LETTERS FROM A WAR ZONE
by Andrea Dworkin
All rights reserved.
This has never been published before.Last December in the midst of a blizzard, I had to fly from a small airport in New England to Rochester, New York, to do a benefit for four women charged with committing a felony: breaking a window to tear down a poster advertising the sadistic, pornographic film, Snuff, which had been playing in a cinema adjacent to and owned by a local Holiday Inn. The women neither admitted nor denied committing the dastardly act, though the evidence against them is ephemeral, because they were convinced, as was the whole Rochester feminist community, that the act needed doing. And a felony charge, with a maximum sentence of four years, was transparently more vendetta than justice. Being intelligent and sensitive women given to fighting for the rights of women, they had noticed that the law enforcement officials in Rochester were singularly indifferent to the presence of a film that celebrates the dismemberment of a woman as an orgasmic act; and that these same officials were highly disturbed, to the point of vengeance, by the uppity women who made a stink about the casual exhibition of this vicious film.

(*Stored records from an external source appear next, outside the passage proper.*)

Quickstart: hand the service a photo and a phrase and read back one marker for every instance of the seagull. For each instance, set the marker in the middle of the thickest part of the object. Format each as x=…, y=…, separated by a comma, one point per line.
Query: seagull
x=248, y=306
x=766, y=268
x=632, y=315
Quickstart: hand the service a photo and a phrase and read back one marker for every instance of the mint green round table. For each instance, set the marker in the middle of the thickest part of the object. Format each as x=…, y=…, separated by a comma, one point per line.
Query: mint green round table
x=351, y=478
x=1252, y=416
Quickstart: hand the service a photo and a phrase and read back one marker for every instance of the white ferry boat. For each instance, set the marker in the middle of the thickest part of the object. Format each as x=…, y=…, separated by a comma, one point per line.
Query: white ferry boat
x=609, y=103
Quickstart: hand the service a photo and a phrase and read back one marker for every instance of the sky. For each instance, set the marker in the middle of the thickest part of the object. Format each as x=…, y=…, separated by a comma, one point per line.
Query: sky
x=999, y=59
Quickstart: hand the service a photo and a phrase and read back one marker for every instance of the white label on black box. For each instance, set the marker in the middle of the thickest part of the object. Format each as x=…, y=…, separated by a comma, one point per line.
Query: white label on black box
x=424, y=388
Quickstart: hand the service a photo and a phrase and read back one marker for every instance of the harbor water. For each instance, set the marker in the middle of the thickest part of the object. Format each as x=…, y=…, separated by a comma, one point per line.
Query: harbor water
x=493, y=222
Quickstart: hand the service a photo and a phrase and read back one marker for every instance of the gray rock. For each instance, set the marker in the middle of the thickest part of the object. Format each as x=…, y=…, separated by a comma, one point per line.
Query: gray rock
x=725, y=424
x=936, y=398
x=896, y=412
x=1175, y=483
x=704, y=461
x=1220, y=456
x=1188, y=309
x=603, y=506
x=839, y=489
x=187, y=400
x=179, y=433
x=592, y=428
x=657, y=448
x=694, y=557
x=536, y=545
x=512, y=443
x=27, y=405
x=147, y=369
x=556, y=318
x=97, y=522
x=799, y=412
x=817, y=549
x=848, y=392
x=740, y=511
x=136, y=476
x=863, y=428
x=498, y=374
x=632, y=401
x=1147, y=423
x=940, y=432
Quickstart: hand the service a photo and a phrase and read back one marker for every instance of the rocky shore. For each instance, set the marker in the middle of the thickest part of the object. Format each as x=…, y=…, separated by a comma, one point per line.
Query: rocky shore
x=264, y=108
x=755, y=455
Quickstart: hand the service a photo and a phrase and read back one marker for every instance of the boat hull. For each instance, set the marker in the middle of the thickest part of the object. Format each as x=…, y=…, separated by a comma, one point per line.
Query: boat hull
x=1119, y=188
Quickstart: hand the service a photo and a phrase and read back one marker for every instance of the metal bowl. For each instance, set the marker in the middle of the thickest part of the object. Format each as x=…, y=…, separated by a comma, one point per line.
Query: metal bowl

Airports are not congenial places for women traveling alone, especially on snowy days when planes are delayed interminably. Most of the bored passengers-to-be are men. As men wait, they drink. The longer they wait, the more they drink. After a few hours, an airport on a stormy day is filled with drunken, cruising men who fix their sloppy attention on the few lone women. Such a situation may or may not be dangerous, but it is certainly unpleasant. Having been followed, harassed, and "seductively" called dirty names, I was pleased to notice another lone female traveler. We looked at each other, then around at the ready-to-pounce men, and became immediate and fast friends. My new traveling companion was a student, perhaps twenty, who was studying theater at a small liberal arts college. She was on her way to Rochester to visit friends. We discussed books, plays, work, our aspirations, and the future of feminism. In this warm and interesting way, time passed, and eventually we arrived in Rochester. Exiting from the plane, I was, in the crush, felt up quickly but definitively by one of the men who had been trailing me. My friend and I anguished over "the little rapes" as we parted.
In subsequent months, back in New England, I sometimes ran into my friend in the small town where I live. We had coffee, conversation.
The season changed. Spring blossomed. In Rochester, feminists had spent these months preparing for the trial. Because of their effective grassroots organizing and a firm refusal by the defendants to plea-bargain, the district attorney had been forced to reduce the charge to a misdemeanor, which carries a maximum sentence of one year.
Then, one day, I received a letter from a Rochester feminist. The trial date was set. Expert witnesses were lined up to testify to the fact that violent pornography does verifiable harm to women. Money had been raised. Everyone, while proud of what had been accomplished, was exhausted and depleted. They wanted me to come up and stay for the duration of the trial to give counsel, comfort, and encouragement. On this same day, I took a walk and saw my friend, but she had changed. She was somehow frail, very old even in her obvious youth, nearly shaking. She was sitting alone, preoccupied, but, even observed from a distance, clearly drained and upset.
How are things, I asked. Well, she had left school for a month, had just returned. Silence. No intimacy or eager confidence. I asked over and over: why? what had happened? Slowly, terribly, the story came out. A man had attempted to rape her on the college campus where she lived. She knew the man, had gone to the police, to the president of the college. She had moved off campus, in fear. Had the police found the man? No, they had made no attempt to. They had treated her with utter contempt. And what had the president of the college, a woman, done? Well, she had said that publicity would not be "good for the college." Entirely undermined by the callous indifference of those who were supposed to help and protect her, she had left school, to recover as best she could. And the worst of it, she said, was that people would just look right through her. Well, at least he didn't rape you, they said, as if, then, nothing had really happened. She did not know where the man was. She was hoping desperately that he had left the area. In her mind, she took a gun and went to find him and shot him. Over and over. She could not quiet herself, or study, or concentrate, or recover. She knew she was not safe anywhere. She thought she might leave school, but where would she go and what would she do? And how would she ever regain her self-confidence or sense of well-being? And how would she ever contain or discipline her anger at the assault and then the betrayal by nearly everyone?
In Rochester, the trial of four feminists for allegedly breaking a window was postponed, dragging out the ordeal more months. In a small New England town, one young woman quaked and raged and tried to do simple things: drink coffee, study, forget. And somewhere, one aspiring rapist with nothing to fear from the law or anyone is doing who knows what.